Prosesnya tidak memadai hanya dengan memakai cairan penghapus cat. Di situlah kita perlu mengandalkan metode sandblasting. Sayang sekali, tak semua orang tahu apa itu sandblasting.
Pembersihan dengan pasir adalah sebuah cara untuk membersihkan permukaan yang rata menggunakan partikel abrasif. Gesekan dari partikel pasir yang kasar dapat mengelupas permukaan suatu objek. Bahkan bukan hanya cat, tetapi juga permukaan yang terkontaminasi jamur.
Perbedaan Sandblasting dengan Amplas Pasir
Mereka yang awam tentang teknik abrasi salah kaprah menganggap bahwa proses ini sama dengan menggosok dengan amplas. Baik menggosok dengan amplas maupun sandblasting bersifat mengikis. Namun, cara kerja dan hasil akhir dari kedua metode ini sangat berbeda.
Pengamplasan adalah metode yang menggunakan amplas untuk menghaluskan permukaan benda. Karena menggunakan tenaga manual, proses penghalusan permukaan ini kurang efisien, terutama untuk permukaan yang luas seperti dinding bangunan.
Proses sandblasting menggunakan mesin khusus. Hal ini membuat jangkauan sandblasting jauh lebih luas dibandingkan metode manual.
Bahan abrasif yang melapisi kertas pasir juga tidak selalu cocok untuk setiap jenis permukaan. Terlebih lagi, permukaan yang didapat setelah proses amplas biasanya tidak sama rata halusnya. Sebab, tenaga yang diberikan saat mengamplas dengan tangan tidak selalu konstan. Namun, pada sandblasting, mesin bekerja dengan tekanan dan kecepatan yang sama sehingga menghasilkan permukaan yang benar-benar halus bahkan sampai ke pojok-pojok.
Jasa Sandblasting Grit Baja Proyek Industri di Daerah
PAGAR ALAM
” width=”1024″ height=”576″ />
H2 Material Abrasif untuk Sandblasting
Banyak orang yang tidak tahu tentang sandblasting berpendapat bahwa proses ini dapat menggunakan berbagai macam pasir. Antara lain pasir yang lazim digunakan untuk proyek pembangunan.

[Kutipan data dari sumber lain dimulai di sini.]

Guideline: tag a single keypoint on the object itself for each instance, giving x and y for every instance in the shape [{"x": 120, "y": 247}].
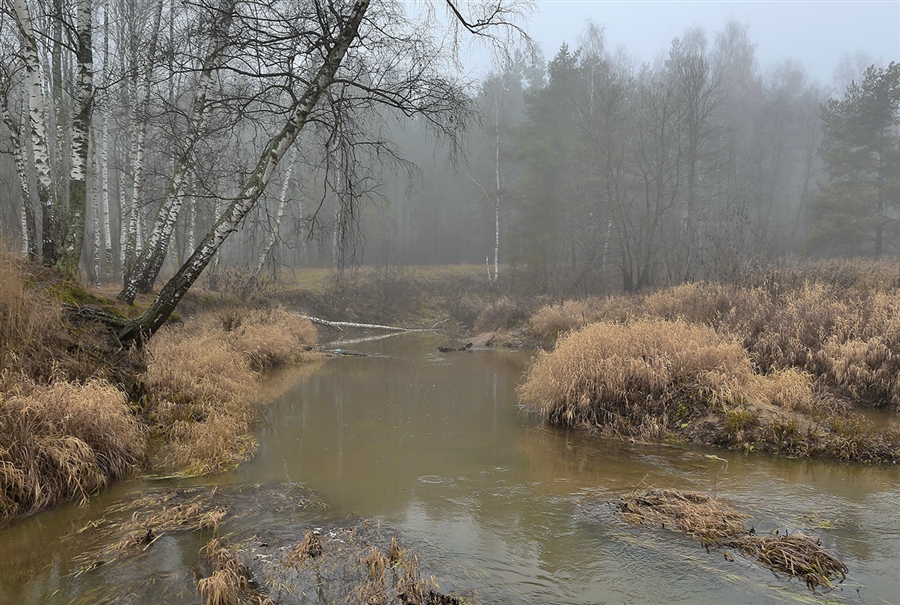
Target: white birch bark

Faktanya, sandblasting menggunakan pasir yang spesifik yang bulir halusnya berbeda dengan pasir biasa. Sekurang-kurangnya ada 4 jenis pasir yang tepat untuk sandblasting.
================
telepon kami – 081-388-222-244
| Jasa Sandblasting Grit Baja Proyek Industri di Daerah
PAGAR ALAM
================
1. Batu Garnet (Partikel)
Partikel batu garnet merupakan material sandblasting dengan daya abrasif ringan-medium sehingga pengaplikasiannya cocok untuk material besi dan non besi. Tetapi, tidak terlalu efektif untuk menghilangkan lapisan yang sangat tebal atau sudah lama mengendap.

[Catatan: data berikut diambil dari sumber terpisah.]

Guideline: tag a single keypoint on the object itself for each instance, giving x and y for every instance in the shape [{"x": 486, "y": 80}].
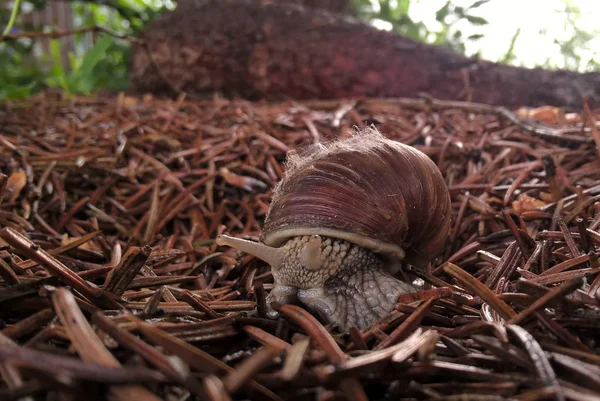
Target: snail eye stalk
[{"x": 273, "y": 256}]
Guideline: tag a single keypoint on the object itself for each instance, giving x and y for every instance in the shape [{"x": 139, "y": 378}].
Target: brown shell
[{"x": 369, "y": 190}]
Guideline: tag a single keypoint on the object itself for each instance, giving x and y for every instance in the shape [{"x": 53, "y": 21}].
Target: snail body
[{"x": 344, "y": 219}]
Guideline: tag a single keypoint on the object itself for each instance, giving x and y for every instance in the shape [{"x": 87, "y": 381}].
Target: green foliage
[
  {"x": 396, "y": 13},
  {"x": 573, "y": 48},
  {"x": 102, "y": 65},
  {"x": 84, "y": 74}
]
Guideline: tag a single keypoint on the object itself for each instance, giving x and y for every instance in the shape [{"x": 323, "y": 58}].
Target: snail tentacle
[{"x": 273, "y": 256}]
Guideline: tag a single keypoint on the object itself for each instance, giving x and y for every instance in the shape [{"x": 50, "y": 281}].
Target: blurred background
[{"x": 553, "y": 34}]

Soal harga, batu garnet terbilang harganya relatif lebih tinggi dibandingkan material sandblasting yang lain. Untungnya, batu garnet mampu bertahan hingga 6 kali pemakaian.
2.Alumina (Al2O3)
Sandblasting juga menggunakan material abrasif berupa aluminium oksida. Butirannya halus menyerupai tepung, tetapi kemampuan abrasifnya sangat kuat dan tajam. Oleh karena itu mampu menghilangkan lapisan karat membandel sekalipun.

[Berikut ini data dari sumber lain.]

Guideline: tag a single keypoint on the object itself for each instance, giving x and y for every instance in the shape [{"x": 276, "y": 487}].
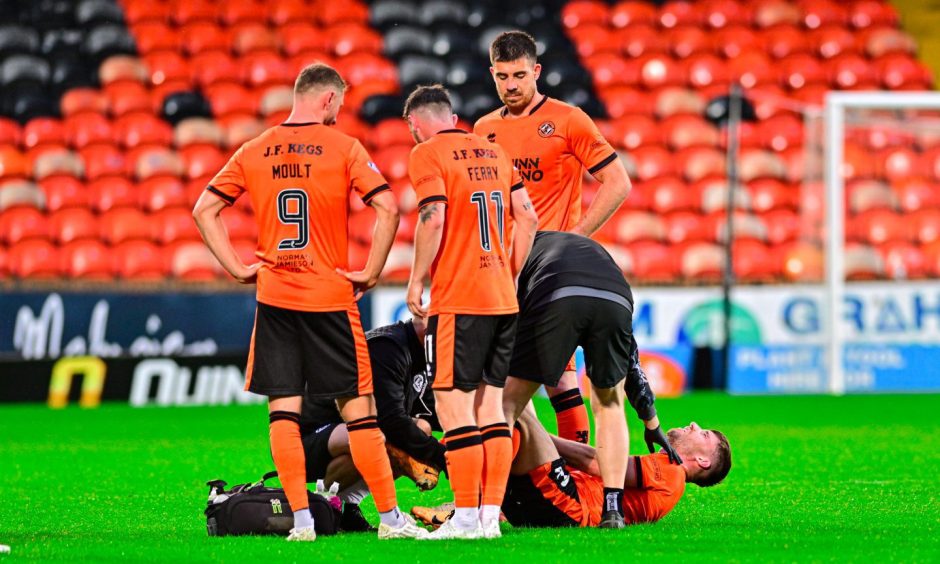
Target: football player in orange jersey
[
  {"x": 467, "y": 191},
  {"x": 552, "y": 143},
  {"x": 307, "y": 335}
]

Jasa Sandblasting Grit Baja Proyek Industri di Daerah
PAGAR ALAM
” width=”1024″ height=”576″ />
3.Glass Beads
Wujudnya berupa partikel kaca yang kecil dan halus tapi mempunyai kemampuan abrasif lumayan. Namun, kurang efektif untuk menghilangkan karat. Sandblasting dengan manik-manik kaca lebih diutamakan untuk permukaan halus seperti material plastik dan kaca.
4.Silikon Karbida
Material ini tampak seperti butiran hitam kasar. Material ini memang efektif membersihkan karat pada permukaan logam. Cocok untuk proyek pembersihan berbagai jenis furnitur logam, pegangan tangga, gerbang logam.
Kekasaran teksturnya tak sekadar menjadikan logam bersih, tapi juga halus dan mengkilap.
Sekian penjelasan terkait definisi sandblasting. Setelah membaca artikel ini semoga semua menjadi jelas dengan metode sandblasting.